New Zealand does not have an explicit policy to accept people from Pacific island countries due to climate change. Stories circulated in the media stating that New Zealand has an agreement with Tuvalu to accept people displaced by rising sea levels due to climate change are incorrect. The Government of Tuvalu has acknowledged that there is no such agreement with New Zealand. New Zealand has no such arrangement with any other Pacific Island country.
Where the confusion has arisen is that New Zealand immigration policy does allow for a limited number of people from Pacific Access Countries (PAC quota countries: Fiji, Samoa, Tonga, Kiribati and Tuvalu) to gain residency in New Zealand.

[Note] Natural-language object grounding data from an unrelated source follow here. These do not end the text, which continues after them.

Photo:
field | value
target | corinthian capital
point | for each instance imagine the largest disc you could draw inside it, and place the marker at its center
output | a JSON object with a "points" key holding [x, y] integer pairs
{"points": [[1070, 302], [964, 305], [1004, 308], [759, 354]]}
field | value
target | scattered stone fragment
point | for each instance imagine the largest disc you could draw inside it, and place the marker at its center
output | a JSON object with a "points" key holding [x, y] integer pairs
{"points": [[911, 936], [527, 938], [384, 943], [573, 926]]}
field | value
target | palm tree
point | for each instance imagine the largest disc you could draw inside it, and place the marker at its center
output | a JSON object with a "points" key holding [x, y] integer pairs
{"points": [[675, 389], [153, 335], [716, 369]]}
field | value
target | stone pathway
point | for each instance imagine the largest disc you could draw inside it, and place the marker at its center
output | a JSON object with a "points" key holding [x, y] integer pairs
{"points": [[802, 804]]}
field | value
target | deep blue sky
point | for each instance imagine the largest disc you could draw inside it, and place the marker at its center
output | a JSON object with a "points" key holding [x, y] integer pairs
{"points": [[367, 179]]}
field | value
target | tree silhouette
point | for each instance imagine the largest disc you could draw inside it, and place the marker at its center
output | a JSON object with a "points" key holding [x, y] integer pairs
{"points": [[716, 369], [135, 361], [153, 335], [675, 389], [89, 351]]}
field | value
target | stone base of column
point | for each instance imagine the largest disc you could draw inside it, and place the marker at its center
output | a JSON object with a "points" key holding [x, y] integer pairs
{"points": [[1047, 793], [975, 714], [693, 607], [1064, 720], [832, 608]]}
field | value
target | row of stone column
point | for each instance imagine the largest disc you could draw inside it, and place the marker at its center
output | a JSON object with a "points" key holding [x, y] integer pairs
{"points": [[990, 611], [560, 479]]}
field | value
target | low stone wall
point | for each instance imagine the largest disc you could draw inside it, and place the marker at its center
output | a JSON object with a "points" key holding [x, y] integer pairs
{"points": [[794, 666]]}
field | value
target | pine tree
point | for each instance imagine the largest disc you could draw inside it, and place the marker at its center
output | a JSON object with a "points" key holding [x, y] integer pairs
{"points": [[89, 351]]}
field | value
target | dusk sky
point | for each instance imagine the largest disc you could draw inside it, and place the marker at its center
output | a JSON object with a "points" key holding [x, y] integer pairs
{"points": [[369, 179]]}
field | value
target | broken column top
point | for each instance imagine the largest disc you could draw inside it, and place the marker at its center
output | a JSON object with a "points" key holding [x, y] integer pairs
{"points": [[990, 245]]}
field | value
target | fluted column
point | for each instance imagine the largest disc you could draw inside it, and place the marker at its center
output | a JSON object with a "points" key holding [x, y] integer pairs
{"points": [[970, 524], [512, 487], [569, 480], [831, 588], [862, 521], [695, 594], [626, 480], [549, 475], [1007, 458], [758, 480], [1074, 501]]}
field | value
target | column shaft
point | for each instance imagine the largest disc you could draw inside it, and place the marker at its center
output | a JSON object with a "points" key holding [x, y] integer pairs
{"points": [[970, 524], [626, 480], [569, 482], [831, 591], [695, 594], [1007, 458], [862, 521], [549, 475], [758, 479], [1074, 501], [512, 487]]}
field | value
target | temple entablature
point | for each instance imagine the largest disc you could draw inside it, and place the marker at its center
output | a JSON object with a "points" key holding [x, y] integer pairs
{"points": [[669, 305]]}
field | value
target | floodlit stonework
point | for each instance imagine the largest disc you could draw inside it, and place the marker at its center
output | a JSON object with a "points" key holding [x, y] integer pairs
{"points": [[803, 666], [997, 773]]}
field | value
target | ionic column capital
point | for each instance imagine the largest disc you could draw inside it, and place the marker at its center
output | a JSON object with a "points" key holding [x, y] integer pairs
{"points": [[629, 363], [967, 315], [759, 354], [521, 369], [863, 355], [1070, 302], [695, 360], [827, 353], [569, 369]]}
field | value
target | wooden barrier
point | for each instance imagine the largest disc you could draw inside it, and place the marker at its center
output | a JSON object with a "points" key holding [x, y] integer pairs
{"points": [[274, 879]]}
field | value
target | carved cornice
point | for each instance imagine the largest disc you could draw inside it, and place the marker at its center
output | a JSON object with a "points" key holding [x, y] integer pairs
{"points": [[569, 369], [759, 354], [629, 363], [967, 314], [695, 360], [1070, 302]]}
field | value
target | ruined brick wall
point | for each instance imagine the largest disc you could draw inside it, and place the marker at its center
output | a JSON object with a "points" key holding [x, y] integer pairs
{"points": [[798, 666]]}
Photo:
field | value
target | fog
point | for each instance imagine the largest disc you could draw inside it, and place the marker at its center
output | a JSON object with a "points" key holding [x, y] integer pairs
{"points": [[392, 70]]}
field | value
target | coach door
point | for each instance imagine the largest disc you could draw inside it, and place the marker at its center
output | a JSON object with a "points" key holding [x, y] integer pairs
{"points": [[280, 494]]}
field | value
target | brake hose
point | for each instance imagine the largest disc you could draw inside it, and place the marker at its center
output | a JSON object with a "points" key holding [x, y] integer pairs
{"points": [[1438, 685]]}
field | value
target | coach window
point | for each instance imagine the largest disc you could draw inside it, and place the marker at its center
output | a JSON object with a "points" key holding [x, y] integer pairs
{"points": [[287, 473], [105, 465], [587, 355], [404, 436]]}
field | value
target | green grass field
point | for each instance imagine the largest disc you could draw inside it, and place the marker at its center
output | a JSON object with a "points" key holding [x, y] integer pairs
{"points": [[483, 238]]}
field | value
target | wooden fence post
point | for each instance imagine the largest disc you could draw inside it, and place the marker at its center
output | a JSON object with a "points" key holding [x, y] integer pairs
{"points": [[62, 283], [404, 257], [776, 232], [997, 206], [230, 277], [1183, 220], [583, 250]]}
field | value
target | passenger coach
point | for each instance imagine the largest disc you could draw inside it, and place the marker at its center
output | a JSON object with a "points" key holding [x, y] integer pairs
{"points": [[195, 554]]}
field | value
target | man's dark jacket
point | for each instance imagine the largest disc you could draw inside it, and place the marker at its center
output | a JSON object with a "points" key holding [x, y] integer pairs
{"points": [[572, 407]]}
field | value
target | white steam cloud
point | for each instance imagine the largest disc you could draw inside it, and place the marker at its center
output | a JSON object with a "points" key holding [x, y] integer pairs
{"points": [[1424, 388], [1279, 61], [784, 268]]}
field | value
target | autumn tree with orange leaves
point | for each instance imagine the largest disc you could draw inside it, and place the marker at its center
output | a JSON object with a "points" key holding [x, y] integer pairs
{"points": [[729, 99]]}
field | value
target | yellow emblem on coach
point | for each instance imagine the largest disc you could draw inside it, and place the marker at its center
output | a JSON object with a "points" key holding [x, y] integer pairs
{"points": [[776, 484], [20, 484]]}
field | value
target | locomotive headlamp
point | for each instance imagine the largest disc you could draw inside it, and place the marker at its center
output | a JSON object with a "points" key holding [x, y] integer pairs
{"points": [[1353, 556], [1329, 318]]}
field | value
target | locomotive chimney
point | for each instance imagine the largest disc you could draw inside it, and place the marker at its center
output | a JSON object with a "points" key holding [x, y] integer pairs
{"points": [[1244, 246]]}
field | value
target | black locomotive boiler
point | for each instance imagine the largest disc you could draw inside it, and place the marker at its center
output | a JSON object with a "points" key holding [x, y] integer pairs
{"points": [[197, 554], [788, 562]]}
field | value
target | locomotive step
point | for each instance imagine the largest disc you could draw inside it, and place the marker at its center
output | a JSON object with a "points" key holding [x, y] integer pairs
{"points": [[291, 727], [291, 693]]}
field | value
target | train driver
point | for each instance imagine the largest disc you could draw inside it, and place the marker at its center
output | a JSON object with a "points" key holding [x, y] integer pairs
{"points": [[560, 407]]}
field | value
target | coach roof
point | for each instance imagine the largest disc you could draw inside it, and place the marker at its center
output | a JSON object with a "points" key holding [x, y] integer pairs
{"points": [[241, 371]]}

Tuvalu has 75 places allocated annually for Tuvaluan citizens within the PAC Quota. However there is no link between the PAC quota and climate change. Instead, the quota reflects New Zealand's long term commitment and links to the region and is designed to assist people from these countries gain residency visas to live and work in New Zealand.
New Zealand recognises that climate change poses
a significant threat for our neighbours in the
Pacific, including the many small island developing
states that are most vulnerable to its impact.
The New Zealand Government’s efforts are
focused on providing a range of assistance to support
Pacific-identified priorities in addressing climate
change. New Zealand has made a voluntary commitment
of NZ$5 million per year to assist with climate
change projects in developing countries, and much
of this is directed to the Pacific, including through
NZAID’s Pacific Regional Environmental Programme.